I am trying to repeat the following proof of $O(2)$ invariance, but for a multivector. First, with a vector:
Let $\mathbf{v}$ be a vector and $A$ a linear transformation:
$$ \mathbf{v}:=\pmatrix{x\\y}\implies \mathbf{v}^T =\pmatrix{x& y} $$
Now I define a distance function as follows:
$$ f(\mathbf{v}):=x^2+y^2=\mathbf{v}^T\mathbf{v} $$
The linear transformations are:
$$ f(A\mathbf{v})=(A\mathbf{v})^T(A\mathbf{v})=\mathbf{v}^TA^TA\mathbf{v} \implies A^TA=1 $$
Now let us try with multi-vectors. Let $\mathbf{u}$ be a multivector of $Cl_{2,0}(\mathbb{R})$:
$$ \mathbf{u}:=xe_1+ye_2 $$
I am interested in the linear transformations that keep the geometric product $\mathbf{u}\mathbf{u}=x^2+y^2$ invariant.
To define $f(\mathbf{u})$ I am already running into problems. As far as I know, there are no such things as a poly-vector valued function, only vector-valued function. Consequently, I am assuming that defining my linear transformation as $f(A\mathbf{u})=(A\mathbf{u})(A\mathbf{u})$ is inadmissible.

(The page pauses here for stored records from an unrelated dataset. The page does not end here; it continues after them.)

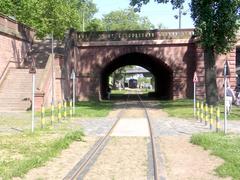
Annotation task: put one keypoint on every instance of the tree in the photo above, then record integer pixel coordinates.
(126, 19)
(216, 25)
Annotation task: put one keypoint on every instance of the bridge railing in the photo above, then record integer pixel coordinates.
(135, 35)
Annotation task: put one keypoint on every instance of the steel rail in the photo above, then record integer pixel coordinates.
(82, 164)
(154, 152)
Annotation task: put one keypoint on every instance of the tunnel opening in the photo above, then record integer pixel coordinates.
(161, 72)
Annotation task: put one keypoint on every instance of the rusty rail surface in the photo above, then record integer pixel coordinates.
(135, 35)
(79, 171)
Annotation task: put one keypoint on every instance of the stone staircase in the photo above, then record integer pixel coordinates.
(16, 90)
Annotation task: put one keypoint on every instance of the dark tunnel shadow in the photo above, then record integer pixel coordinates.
(163, 74)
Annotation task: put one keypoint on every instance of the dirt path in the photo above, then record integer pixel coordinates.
(123, 158)
(128, 155)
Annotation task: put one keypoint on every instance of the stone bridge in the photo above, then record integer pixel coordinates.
(172, 56)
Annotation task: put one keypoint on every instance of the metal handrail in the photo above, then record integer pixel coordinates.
(7, 68)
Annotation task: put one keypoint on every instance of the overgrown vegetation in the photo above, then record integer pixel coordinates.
(225, 146)
(21, 152)
(183, 108)
(86, 109)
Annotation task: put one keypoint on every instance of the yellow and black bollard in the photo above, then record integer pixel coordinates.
(206, 114)
(198, 111)
(43, 121)
(211, 117)
(65, 110)
(202, 112)
(52, 113)
(70, 109)
(59, 111)
(217, 119)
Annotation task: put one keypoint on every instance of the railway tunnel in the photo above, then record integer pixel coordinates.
(161, 72)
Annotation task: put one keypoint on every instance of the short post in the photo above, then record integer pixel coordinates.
(73, 77)
(65, 110)
(52, 113)
(226, 72)
(59, 111)
(32, 71)
(217, 119)
(43, 121)
(70, 109)
(211, 117)
(195, 80)
(198, 111)
(206, 114)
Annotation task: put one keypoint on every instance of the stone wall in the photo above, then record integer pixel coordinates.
(15, 41)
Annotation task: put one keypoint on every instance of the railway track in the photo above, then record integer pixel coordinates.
(82, 166)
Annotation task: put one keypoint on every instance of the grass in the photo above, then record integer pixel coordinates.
(86, 109)
(225, 146)
(21, 152)
(183, 108)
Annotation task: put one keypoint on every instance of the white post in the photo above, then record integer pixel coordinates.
(194, 98)
(52, 72)
(225, 95)
(73, 77)
(33, 100)
(74, 92)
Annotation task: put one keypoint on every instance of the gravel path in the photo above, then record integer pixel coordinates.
(130, 155)
(123, 158)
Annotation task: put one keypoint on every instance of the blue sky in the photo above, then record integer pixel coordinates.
(157, 13)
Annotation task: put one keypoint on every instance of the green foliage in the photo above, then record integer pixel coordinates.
(47, 16)
(216, 23)
(225, 146)
(25, 151)
(126, 19)
(138, 3)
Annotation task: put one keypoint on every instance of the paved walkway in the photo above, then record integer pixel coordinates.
(131, 127)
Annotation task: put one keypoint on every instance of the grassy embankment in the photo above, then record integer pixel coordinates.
(225, 146)
(184, 109)
(20, 152)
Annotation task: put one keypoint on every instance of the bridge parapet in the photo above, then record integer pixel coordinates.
(135, 35)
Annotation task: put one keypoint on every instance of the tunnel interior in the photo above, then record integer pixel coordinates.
(162, 73)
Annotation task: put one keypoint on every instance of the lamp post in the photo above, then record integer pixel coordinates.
(179, 16)
(226, 72)
(32, 71)
(73, 77)
(52, 65)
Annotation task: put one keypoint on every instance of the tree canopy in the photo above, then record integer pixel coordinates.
(216, 22)
(47, 16)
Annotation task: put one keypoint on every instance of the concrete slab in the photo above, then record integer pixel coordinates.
(131, 127)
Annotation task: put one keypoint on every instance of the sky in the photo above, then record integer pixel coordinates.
(157, 13)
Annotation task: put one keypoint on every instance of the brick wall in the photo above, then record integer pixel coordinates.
(15, 39)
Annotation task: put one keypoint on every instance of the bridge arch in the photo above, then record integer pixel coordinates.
(163, 74)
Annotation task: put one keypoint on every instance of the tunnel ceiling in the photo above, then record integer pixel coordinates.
(150, 63)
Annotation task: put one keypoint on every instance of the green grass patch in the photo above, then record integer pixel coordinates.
(183, 108)
(225, 146)
(21, 152)
(85, 109)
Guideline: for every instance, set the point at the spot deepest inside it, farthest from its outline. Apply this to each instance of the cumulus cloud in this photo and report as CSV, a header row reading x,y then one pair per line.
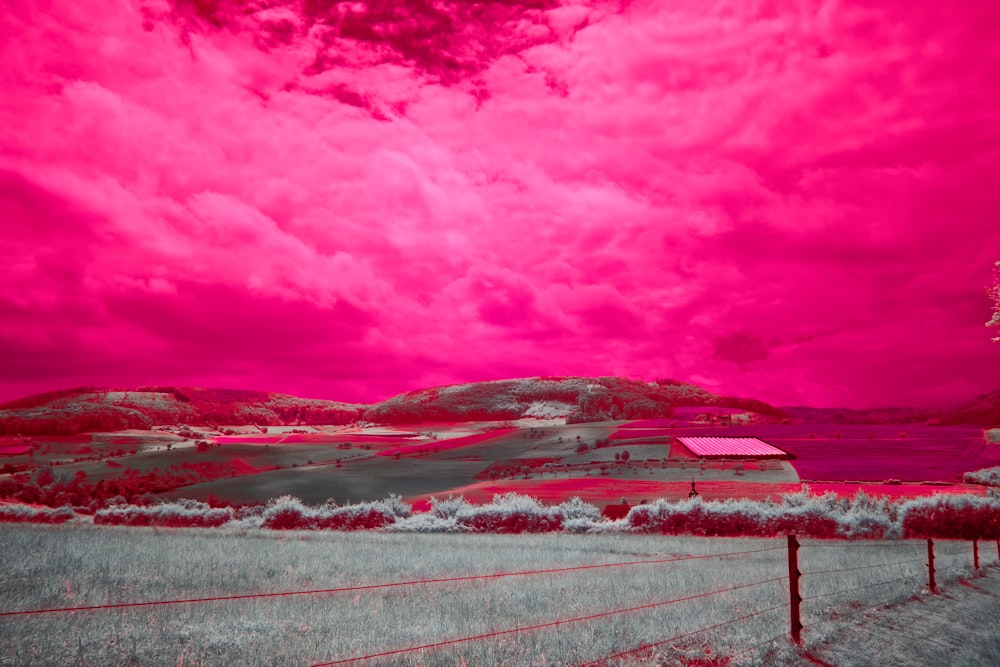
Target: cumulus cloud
x,y
786,200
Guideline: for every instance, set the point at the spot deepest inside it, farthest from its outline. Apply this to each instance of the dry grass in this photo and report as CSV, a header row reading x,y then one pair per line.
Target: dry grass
x,y
81,565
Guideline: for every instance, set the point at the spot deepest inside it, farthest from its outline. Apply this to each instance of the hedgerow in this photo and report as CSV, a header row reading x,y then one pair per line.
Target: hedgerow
x,y
806,514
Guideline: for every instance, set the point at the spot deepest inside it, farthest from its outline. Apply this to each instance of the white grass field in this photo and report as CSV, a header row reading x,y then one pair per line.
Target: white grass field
x,y
46,567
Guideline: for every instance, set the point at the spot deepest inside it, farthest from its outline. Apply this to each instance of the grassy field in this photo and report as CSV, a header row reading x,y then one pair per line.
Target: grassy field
x,y
46,567
553,461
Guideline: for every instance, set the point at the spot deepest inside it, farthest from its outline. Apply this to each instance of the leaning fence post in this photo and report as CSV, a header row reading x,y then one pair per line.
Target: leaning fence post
x,y
930,566
795,600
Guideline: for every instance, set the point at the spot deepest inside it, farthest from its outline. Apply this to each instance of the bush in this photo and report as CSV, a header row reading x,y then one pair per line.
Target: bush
x,y
288,513
180,514
27,514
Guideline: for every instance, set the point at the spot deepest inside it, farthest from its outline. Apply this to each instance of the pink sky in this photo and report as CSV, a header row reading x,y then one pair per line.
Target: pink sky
x,y
795,201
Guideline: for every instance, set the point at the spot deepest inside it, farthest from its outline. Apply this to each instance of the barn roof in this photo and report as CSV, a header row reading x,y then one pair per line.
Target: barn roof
x,y
729,446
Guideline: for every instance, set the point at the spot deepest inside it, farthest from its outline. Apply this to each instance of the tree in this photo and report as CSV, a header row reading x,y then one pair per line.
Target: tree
x,y
994,293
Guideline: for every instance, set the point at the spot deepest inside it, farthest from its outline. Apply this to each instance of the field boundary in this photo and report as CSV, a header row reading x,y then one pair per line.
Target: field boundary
x,y
793,606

So is f then a function of $x,y$? Assuming this is the case, let me define it as follows:
$$ f(x,y)=x^2+y^2= \mathbf{u}\mathbf{u} $$
And with a linear transformation:
$$ \begin{align} f(Ax,Ay)&=\mathbf{u}\mathbf{u} = (Axe_1+Aye_2)(Axe_1+Aye_2)\\ &=x^2(Ae_1)^2+xyAe_1Ae_2+xyAe_2Ae_1+y^2(Ae_2)^2 \end{align} $$
How do I simplify this further to show that $A^TA=1$? It feels like I am missing some identities. Does $[A,e_1]=0$ and $[A,e_2]=0$. What kind of object is $A$. I doubt its a matrix; is it a multivector?